The estates and farms market is seeing a shortage of stock for sale as sellers are reluctant to list with new research suggesting they could be cautious due to the future effects of Brexit.
It means that since the beginning of the year many of the farms or estates that had been on the market for some time have been sold and buyers seem to have got their heads around Brexit, according to the latest analysis from real estate firm Knight Frank.
But vendors are more cautious about selling unless they really have to and while Brexit may be an issue it is lack of supply that is currently having the most impact.
In the first quarter of 2017 the firm’s farmland Index stabilised with farm land prices in England down by 0.5% following a drop of 8.5% last year, taking average value of bare farmland to £7,435 per acre.
However some locations are attracting much higher prices with a 760 acre block of arable land in Oxfordshire currently attracting offers of around £9,500 per acre.
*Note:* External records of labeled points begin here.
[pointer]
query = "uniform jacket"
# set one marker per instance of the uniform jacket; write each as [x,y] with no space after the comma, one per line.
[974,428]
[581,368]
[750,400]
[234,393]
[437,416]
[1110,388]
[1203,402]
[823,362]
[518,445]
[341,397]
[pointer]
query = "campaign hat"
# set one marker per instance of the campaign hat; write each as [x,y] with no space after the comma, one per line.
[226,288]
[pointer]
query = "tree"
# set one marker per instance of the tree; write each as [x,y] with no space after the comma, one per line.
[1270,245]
Clive Hopkins, head of farms and estates at Knight Frank, said: “Looking forward it is hard to predict the longer term impact of Brexit. The real issue that will affect values is supply.
“Although most farmers I speak to have come to terms with the fact that by 2020 agricultural subsidies will be much diminished, I do expect that more of them will decide to call it a day in the coming years.
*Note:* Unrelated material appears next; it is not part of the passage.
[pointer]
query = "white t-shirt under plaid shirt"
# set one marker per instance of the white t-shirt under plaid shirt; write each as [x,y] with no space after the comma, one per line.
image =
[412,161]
“I think the market will stand a limited increase in the number of farms for sale, in fact prices could be higher for those that bring their units to the market early, but if interest rates rise hastening the trend, prices will start to suffer.
“‘We won’t see the huge drops experienced in Ireland following the financial crisis, but it’s not inconceivable that average values could settle at around £6,500 per acre until supply and demand comes back into balance. After that I think we will see prices begin to increase steadily again.”
The research also shows that in 2016 the Scottish farmland market remained fairly resilient despite the Brexit vote and average values fell by just over 3% to £4,223 per acre, according to Knight Frank’s Scottish farmland index.
In 2016 some 71 units priced at £1m or more were launched in Scotland, totalling just over 30,000 acres and nearly 80% of this stock is now sold or under offer.
Tom Stewart-Moore of Knight Frank’s Scotland farm sales team, said: “Looking ahead it doesn’t seem that 2017 will bring a flood of farms for sale. The market faces challenges, but we have been saying that for a while.
“The prospect of only two more years of the current Basic Payment Scheme for farmers in Scotland is now becoming a reality. There remains a big question mark as to how both the Scottish and UK Governments are going to support farmers going forward.
“However, despite all of this, the early signs so far this year suggest that there is still a strong appetite for farms. Interestingly, the first few months have seen two large farms sell privately for premiums in the Scottish Borders, which shows the health of the marketplace.
“We expect large, well-equipped farms to continue to sell well. The market will remain price sensitive so pricing is key.”
The report also points out that farms in Wales are the most dependent on subsidy payments and agri-environment schemes of any region in the UK but so far there has not been much impact from Brexit because Welsh land values have never hit the picks seen in England and Scotland.
Hollie Byrne, of Knight Frank’s regional farms team, said: “There is therefore a certain amount of trepidation about the shape of the new home grown agricultural policy that will take the place of the EU’s Common Agricultural Policy. Topography is such a limiting factor here that regardless of commercial acumen it is very difficult for farming businesses to be highly profitable.
“Looking forward some people are pessimistic about where values will head if the financial support for farming is cut back, but I believe the Welsh Assembly will be fighting strongly to make sure this doesn’t happen. It firmly believes that support for agriculture is support for the wider social fabric of rural communities and their economies,’ she pointed out.
“Payments for agricultural activities may well be cut, but they could be replaced by schemes promoting rural enterprise, the environment, biodiversity, water quality and carbon sequestration to mitigate the impact of global warming.”